如何以多线程方式将selenium与python结合使用

如何以多线程方式将selenium与python结合使用,python,selenium,google-chrome,selenium-webdriver,Python,Selenium,Google Chrome,Selenium Webdriver,嘿,伙计们,我正在尝试使用线程与selenium一起工作。我的代码是:- import threading as th import time import base64 import mysql.connector as mysql import requests from bs4 import BeautifulSoup from seleniumwire import webdriver from selenium.webdriver.chrome.options import Opti

嘿,伙计们,我正在尝试使用线程与selenium一起工作。我的代码是:-

import threading  as th
import time
import base64
import mysql.connector as mysql
import requests
from bs4 import BeautifulSoup
from seleniumwire import webdriver
from selenium.webdriver.chrome.options import Options
from functions import *

options = Options()
prefs = {'profile.default_content_setting_values': {'images': 2,'popups': 2, 'geolocation': 2, 
                            'notifications': 2, 'auto_select_certificate': 2, 'fullscreen': 2, 
                            'mouselock': 2, 'mixed_script': 2, 'media_stream': 2, 
                            'media_stream_mic': 2, 'media_stream_camera': 2, 'protocol_handlers': 2, 
                            'ppapi_broker': 2, 'automatic_downloads': 2, 'midi_sysex': 2, 
                            'push_messaging': 2, 'ssl_cert_decisions': 2, 'metro_switch_to_desktop': 2, 
                            'protected_media_identifier': 2, 'app_banner': 2, 'site_engagement': 2, 
                            'durable_storage': 2}}
print('Crawling process started')
options.add_experimental_option('prefs', prefs)
driver = webdriver.Chrome(executable_path='chromedriver.exe', options=options)
driver.set_page_load_timeout(50000)
urls='https://google.com https://youtube.com'
def getinf(url_):
    driver.get(url_)
    soup=BeautifulSoup(driver.page_source, 'html5lib')
    print(soup.select('title'))
for url in urls.split():
    t=th.Thread(target=getinf, args=(url,))
    t.start()

当脚本运行时,选项卡不会像我预期的那样(从线程中)立即打开,而是一个接一个地完成该过程,并且只打印最后一个url()的标题。当我尝试多重处理时,程序会崩溃很多次。我正在制作一个网络爬虫,一些网站(比如twitter)需要JavaScript来显示内容,所以我不能使用请求或urllib。解决这个问题的办法是什么。欢迎任何其他库建议。

尝试在线程代码中创建chromedriver。否则,您只有一个驱动程序,并且您正在更改同一驱动程序的url。
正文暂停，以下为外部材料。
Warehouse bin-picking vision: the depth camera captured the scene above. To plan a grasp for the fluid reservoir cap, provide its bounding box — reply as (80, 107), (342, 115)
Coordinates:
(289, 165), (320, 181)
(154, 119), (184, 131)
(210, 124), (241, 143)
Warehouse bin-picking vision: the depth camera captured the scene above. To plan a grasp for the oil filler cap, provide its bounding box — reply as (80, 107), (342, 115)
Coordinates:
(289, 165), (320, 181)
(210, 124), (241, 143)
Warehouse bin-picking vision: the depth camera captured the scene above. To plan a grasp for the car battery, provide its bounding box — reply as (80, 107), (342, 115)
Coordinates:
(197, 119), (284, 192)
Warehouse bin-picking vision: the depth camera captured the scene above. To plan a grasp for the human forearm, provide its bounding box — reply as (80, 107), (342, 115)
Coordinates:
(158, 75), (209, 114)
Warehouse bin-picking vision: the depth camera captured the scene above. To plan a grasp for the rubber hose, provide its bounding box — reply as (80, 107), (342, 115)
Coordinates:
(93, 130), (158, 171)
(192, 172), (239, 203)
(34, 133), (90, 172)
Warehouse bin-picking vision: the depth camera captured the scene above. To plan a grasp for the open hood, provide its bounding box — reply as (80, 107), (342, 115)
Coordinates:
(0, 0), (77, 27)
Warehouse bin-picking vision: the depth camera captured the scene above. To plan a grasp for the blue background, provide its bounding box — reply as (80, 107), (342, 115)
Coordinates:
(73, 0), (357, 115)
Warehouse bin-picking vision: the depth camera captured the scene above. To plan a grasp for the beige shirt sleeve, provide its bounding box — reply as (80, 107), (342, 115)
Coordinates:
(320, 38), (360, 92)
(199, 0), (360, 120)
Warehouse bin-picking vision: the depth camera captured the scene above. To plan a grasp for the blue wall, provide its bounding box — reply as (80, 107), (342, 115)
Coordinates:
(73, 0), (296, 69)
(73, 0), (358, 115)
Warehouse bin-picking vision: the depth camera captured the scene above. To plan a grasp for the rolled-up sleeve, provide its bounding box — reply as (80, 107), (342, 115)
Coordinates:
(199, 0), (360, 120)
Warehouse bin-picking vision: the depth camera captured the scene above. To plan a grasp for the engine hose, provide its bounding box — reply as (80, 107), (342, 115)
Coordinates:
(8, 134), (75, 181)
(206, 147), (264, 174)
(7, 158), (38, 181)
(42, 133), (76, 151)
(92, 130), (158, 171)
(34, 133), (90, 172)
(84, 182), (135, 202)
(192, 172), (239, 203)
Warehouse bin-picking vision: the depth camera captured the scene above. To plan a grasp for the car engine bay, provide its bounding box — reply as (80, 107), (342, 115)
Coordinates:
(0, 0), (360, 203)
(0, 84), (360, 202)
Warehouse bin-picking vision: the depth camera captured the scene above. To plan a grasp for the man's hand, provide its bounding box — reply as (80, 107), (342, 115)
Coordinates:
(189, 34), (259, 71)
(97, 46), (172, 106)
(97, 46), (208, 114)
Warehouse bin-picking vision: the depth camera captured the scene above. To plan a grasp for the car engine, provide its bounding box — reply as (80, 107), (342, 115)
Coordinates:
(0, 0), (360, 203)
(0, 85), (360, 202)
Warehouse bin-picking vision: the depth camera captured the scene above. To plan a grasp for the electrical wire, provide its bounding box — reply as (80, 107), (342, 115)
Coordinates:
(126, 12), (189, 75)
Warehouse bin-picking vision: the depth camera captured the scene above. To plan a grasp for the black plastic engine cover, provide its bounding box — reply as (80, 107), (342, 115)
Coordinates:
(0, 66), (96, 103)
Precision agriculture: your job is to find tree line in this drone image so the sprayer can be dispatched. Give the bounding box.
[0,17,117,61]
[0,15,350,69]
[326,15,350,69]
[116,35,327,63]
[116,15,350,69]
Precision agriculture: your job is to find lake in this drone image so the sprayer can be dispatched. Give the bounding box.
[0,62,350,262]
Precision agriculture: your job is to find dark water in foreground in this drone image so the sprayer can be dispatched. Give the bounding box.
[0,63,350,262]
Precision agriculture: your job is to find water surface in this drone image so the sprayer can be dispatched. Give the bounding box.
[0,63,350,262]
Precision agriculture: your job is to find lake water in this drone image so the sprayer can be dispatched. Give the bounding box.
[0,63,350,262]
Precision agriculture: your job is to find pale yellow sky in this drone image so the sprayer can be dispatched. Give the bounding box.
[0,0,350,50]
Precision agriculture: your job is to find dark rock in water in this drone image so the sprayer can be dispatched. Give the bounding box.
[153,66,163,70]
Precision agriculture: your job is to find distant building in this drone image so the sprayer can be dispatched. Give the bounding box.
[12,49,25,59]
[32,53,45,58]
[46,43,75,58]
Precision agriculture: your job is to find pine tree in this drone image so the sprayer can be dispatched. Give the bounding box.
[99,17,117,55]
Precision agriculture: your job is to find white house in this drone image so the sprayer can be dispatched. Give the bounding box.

相反,尝试为每个线程创建单独的chromedriver

注意:我没有尝试代码,只是建议

import threading  as th
import time
import base64
import mysql.connector as mysql
import requests
from bs4 import BeautifulSoup
from seleniumwire import webdriver
from selenium.webdriver.chrome.options import Options
from functions import *

options = Options()
prefs = {'profile.default_content_setting_values': {'images': 2,'popups': 2, 'geolocation': 2, 
                            'notifications': 2, 'auto_select_certificate': 2, 'fullscreen': 2, 
                            'mouselock': 2, 'mixed_script': 2, 'media_stream': 2, 
                            'media_stream_mic': 2, 'media_stream_camera': 2, 'protocol_handlers': 2, 
                            'ppapi_broker': 2, 'automatic_downloads': 2, 'midi_sysex': 2, 
                            'push_messaging': 2, 'ssl_cert_decisions': 2, 'metro_switch_to_desktop': 2, 
                            'protected_media_identifier': 2, 'app_banner': 2, 'site_engagement': 2, 
                            'durable_storage': 2}}
print('Crawling process started')
options.add_experimental_option('prefs', prefs)
urls='https://google.com https://youtube.com'
def getinf(url_):
    driver = webdriver.Chrome(executable_path='chromedriver.exe', options=options)
    driver.set_page_load_timeout(50000)
    driver.get(url_)
    soup=BeautifulSoup(driver.page_source, 'html5lib')
    print(soup.select('title'))
for url in urls.split():
    t=th.Thread(target=getinf, args=(url,))
    t.start()

Youtube和Twiiter都有Python API。selenium驱动程序是我不想单独为Youtube、twitter等开发一个软件来提取数据。我想要一个完整的。我该怎么做呢?如果必须是python,那就有Pypetteer,否则木偶演员是更好的选择。